Konteks dan Implikasi Jangka Panjang

Langkah Pemkot Jayapura ini perlu dibaca dalam konteks lebih luas. Papua, sebagai provinsi dengan bentang alam yang menantang dan populasi yang tersebar, menghadapi kesenjangan literasi digital yang jauh lebih dalam dibandingkan wilayah perkotaan di Jawa atau Sumatra.
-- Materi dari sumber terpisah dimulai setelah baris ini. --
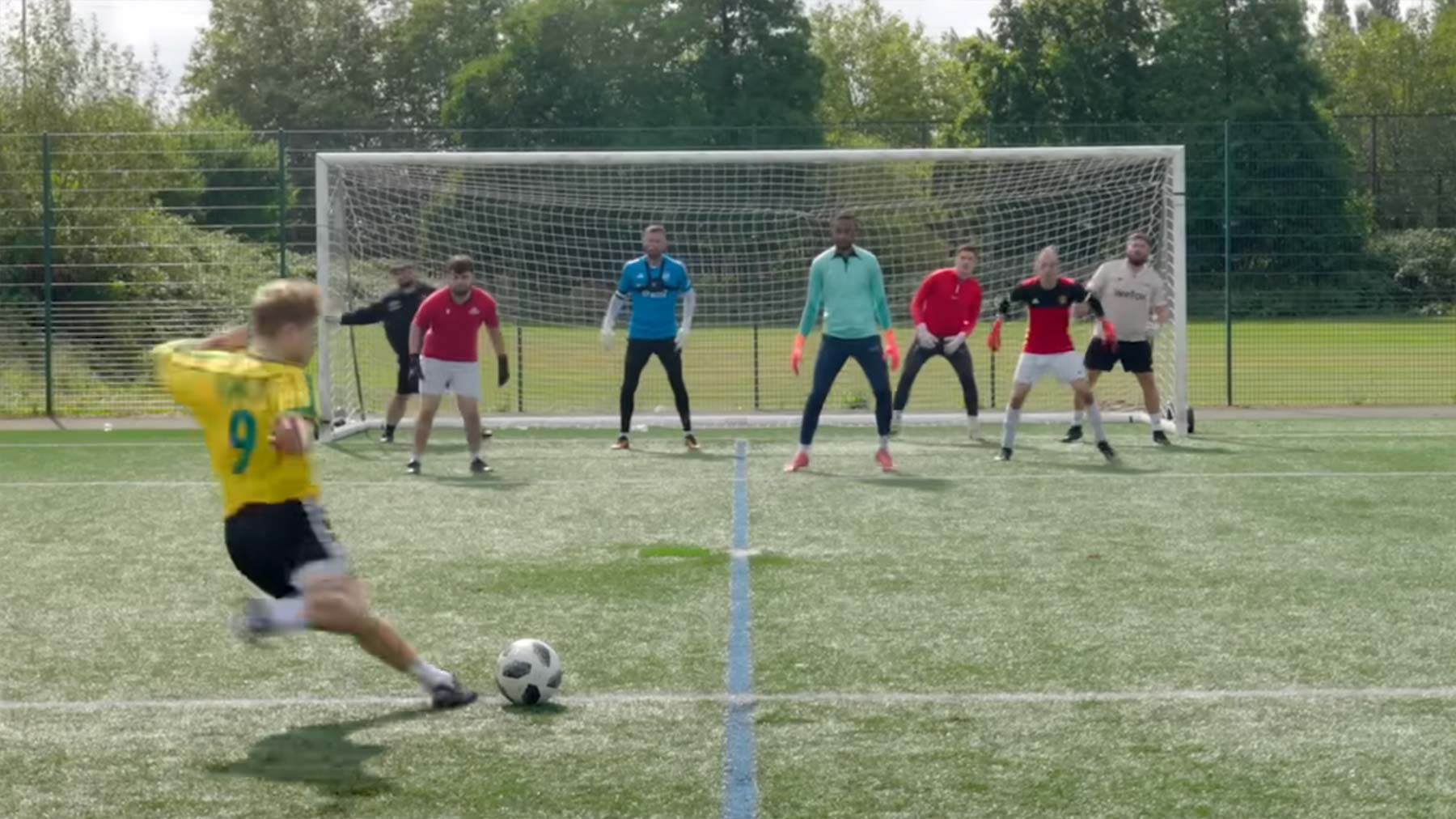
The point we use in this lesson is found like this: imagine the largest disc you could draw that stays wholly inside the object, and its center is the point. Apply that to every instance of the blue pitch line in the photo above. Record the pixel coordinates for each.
(740, 767)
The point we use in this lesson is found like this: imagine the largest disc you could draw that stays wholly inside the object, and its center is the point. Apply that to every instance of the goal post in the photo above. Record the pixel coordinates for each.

Empat belas kampung yang kini menerima fasilitas digital merupakan titik awal, bukan akhir. Keberhasilan program ini akan diukur bukan dari jumlah perangkat yang dipasang, melainkan dari perubahan perilaku: apakah warga kampung mulai mencari informasi secara mandiri, apakah pelaku usaha kecil memanfaatkan pengetahuan baru untuk meningkatkan produktivitas, dan apakah generasi muda tumbuh dengan kebiasaan membaca yang melekat.

Jika dikelola dengan komitmen berkelanjutan dan dukungan anggaran yang memadai, inisiatif ini berpotensi menjadi model bagi daerah-daerah lain di Papua yang menghadapi tantangan serupa. Perpustakaan digital di tingkat kampung, ketika dipadukan dengan pelatihan SDM dan orientasi pemberdayaan ekonomi, bukan lagi kemewahan—melainkan infrastruktur dasar bagi masyarakat yang ingin berpartisipasi penuh dalam pembangunan.

Frequently Asked Questions

What is Pemkot Jayapura bangun perpustakaan digital bagi?

Pemkot Jayapura bangun perpustakaan digital bagi is the main topic of this guide. The article explains the context, practical details, and next steps readers should understand.

Why does Pemkot Jayapura bangun perpustakaan digital bagi matter?

Pemkot Jayapura bangun perpustakaan digital bagi matters because readers are looking for a useful answer, not just a short summary. Good content should match search intent and help them decide what to do next.